Class action growth outside of the US is now increasing rapidly. The ruling of the Morrison v National Australia Bank case in 2010 resulted in the US Supreme Court prohibiting f-cubed actions from taking place within the US.

Class action growth outside of the US is now increasing rapidly. The ruling of the Morrison v National Australia Bank case in 2010 resulted in the US Supreme Court prohibiting f-cubed actions from taking place within the US. This means that a non-US shareholder, suing a non-US company, whose stock was purchased on a non-US exchange, is no longer able to bring their case in the US courts. Legislatures across the world have rapidly been developing legislation in response to a demand for securities class actions to be processed in alternative locations.
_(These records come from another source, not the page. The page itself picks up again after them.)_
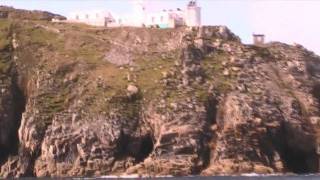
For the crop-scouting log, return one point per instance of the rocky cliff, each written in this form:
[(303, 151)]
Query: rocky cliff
[(83, 101)]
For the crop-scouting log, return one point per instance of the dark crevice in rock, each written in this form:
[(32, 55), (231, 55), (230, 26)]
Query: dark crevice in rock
[(19, 107), (209, 139), (294, 158), (316, 92), (137, 147)]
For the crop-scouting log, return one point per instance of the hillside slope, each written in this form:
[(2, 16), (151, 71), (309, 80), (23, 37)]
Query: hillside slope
[(83, 101)]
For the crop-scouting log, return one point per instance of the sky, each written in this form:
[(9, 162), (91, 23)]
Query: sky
[(289, 21)]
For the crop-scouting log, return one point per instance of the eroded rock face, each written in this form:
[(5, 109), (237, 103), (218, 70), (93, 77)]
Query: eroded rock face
[(170, 109)]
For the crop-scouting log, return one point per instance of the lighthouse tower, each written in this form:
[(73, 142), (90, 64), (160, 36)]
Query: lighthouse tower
[(139, 12), (193, 14)]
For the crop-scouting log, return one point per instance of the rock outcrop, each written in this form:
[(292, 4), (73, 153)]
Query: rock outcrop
[(81, 101)]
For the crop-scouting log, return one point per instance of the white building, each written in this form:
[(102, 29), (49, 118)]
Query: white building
[(190, 16)]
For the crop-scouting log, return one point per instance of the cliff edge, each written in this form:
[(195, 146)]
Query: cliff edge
[(82, 101)]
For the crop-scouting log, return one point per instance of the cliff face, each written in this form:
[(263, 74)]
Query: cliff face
[(83, 101)]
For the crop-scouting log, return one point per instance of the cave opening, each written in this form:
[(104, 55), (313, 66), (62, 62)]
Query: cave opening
[(210, 137), (298, 161), (18, 105), (137, 147), (146, 147), (295, 158), (316, 92)]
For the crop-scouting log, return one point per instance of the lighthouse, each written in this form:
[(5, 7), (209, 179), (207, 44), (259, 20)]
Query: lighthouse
[(193, 14), (139, 12)]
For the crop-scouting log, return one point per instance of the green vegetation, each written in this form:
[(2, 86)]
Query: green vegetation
[(214, 71)]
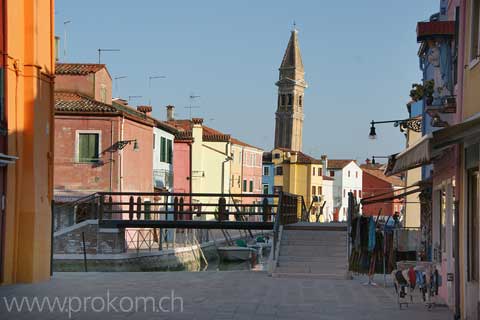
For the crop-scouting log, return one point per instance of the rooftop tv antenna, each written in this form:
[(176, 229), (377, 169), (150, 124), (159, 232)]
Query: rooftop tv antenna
[(192, 97), (105, 50), (133, 97)]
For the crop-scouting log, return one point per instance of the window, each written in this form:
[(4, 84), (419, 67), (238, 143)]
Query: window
[(103, 93), (265, 189), (266, 171), (279, 171), (88, 147), (474, 30), (163, 147), (443, 219), (169, 151)]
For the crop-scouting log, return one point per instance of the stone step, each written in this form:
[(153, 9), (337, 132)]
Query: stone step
[(313, 258), (312, 251), (309, 234), (279, 273), (307, 254), (316, 243), (313, 265)]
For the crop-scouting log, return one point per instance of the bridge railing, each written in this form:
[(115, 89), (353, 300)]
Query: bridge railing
[(142, 208)]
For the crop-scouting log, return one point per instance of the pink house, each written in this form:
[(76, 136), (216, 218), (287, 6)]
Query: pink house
[(98, 146)]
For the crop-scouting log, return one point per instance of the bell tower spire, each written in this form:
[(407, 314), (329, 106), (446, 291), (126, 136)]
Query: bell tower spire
[(291, 86)]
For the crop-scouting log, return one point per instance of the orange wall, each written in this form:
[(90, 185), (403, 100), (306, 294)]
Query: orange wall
[(29, 60)]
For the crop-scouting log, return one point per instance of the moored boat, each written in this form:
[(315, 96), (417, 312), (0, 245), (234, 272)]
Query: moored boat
[(236, 253)]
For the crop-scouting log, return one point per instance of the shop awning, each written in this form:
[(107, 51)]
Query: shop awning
[(456, 134), (432, 145), (414, 156)]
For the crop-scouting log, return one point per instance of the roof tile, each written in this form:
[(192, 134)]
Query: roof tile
[(77, 68), (75, 102)]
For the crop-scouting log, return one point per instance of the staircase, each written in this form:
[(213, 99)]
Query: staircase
[(313, 250)]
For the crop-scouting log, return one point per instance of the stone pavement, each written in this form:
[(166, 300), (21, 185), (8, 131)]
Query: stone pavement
[(215, 295)]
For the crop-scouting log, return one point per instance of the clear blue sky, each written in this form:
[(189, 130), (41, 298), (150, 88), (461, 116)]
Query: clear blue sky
[(360, 60)]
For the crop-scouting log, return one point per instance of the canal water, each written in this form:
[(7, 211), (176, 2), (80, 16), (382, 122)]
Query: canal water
[(259, 264)]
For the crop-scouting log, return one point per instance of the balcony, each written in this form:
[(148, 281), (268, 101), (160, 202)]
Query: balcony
[(435, 29)]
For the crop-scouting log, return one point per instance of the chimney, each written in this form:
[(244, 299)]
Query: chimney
[(324, 159), (147, 110), (170, 113), (197, 129), (293, 157)]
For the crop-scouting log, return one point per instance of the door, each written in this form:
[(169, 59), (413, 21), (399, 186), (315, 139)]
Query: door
[(473, 259)]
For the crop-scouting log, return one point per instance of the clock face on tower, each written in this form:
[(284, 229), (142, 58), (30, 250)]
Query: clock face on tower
[(291, 86)]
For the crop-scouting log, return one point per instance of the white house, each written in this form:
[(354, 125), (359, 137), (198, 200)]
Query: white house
[(327, 192), (347, 176), (163, 136)]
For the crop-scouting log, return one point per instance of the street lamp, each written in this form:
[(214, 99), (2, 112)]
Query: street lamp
[(373, 133), (413, 124)]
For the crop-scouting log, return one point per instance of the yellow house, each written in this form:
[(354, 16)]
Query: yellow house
[(26, 139), (300, 174)]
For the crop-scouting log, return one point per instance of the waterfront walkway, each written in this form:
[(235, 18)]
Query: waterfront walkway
[(221, 295)]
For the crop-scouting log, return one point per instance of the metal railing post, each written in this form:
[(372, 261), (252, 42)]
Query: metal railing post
[(101, 208)]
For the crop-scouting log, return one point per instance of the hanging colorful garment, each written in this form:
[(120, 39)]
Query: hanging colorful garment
[(371, 234)]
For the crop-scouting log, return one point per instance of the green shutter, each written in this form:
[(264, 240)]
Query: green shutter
[(88, 147)]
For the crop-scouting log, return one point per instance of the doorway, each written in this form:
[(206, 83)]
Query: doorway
[(473, 259)]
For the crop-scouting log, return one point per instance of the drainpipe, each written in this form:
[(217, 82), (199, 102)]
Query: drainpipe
[(121, 153), (111, 155), (227, 159)]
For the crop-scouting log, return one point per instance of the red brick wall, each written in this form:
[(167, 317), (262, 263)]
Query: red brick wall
[(71, 175), (88, 177)]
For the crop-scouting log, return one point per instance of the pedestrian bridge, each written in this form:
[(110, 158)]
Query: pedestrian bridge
[(191, 210)]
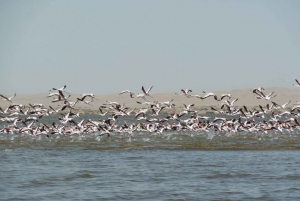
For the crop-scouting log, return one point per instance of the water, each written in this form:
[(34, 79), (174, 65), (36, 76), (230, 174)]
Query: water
[(82, 174), (144, 166)]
The US was long at the forefront of processing securities class actions but now legislatures such as Australia, the Netherlands and Canada are firmly asserting their ability to handle such cases. In South America, the picture is mixed and varies from country to country. Many countries currently do not allow class actions and prompt citizens to pursue claims in the US courts. Alternatively, some jurisdictions are actively encouraging claimants to litigate through their local courts as opposed to in the US.

Brazil, Argentina, Chile, Colombia and Mexico, have now adopted legislation that enables class actions and other forms of aggregate litigation. The new laws vary greatly by country, and range from the inclusion of a few provisions in a given statute to the comprehensive overhaul of several laws.
South America’s largest country, Brazil, has been at the forefront of the movement to promote class actions in the region and has extended the predominant consumer class action focus to include, as Patricia Helena Marta, a litigation partner of TozziniFreire Advogados, elaborates, “the environment, consumers, cultural patrimony, economic/antitrust rights and other so-called diffuse, collective, and homogeneous individual interests.” Residents from other jurisdictions can file claims in Brazil as long as they are able to guarantee the payment of court costs and legal fees payable should they lose the claim.

It is important to note that the Brazilian class actions system differs from US class action procedures. For example, there are no opt-in or opt-out mechanisms. It has been argued that the individuals, whose rights are protected and litigated under the Brazilian class action system, often do not become aware of the filing of the lawsuit. Public notice of the existence of the class action is made by a publication in an official newspaper.

International investors are able to bring securities class actions in Brazil. Goal Group’s analysis of its class actions knowledge base predicts that by 2020, annual securities class action settlements in South and Central America will reach $620 million. With its legislation already in place, Brazil will likely account for a decent proportion the predictive settlement figure. A class actions trial in Brazil usually takes from about two to six years and can be a complex process, but the great settlement rewards should not be overlooked. In addition, there are now specialist service providers that can automate the complex process of class action participation across international legislatures at a relatively low cost. The pressure of the process can be dramatically eased by such support.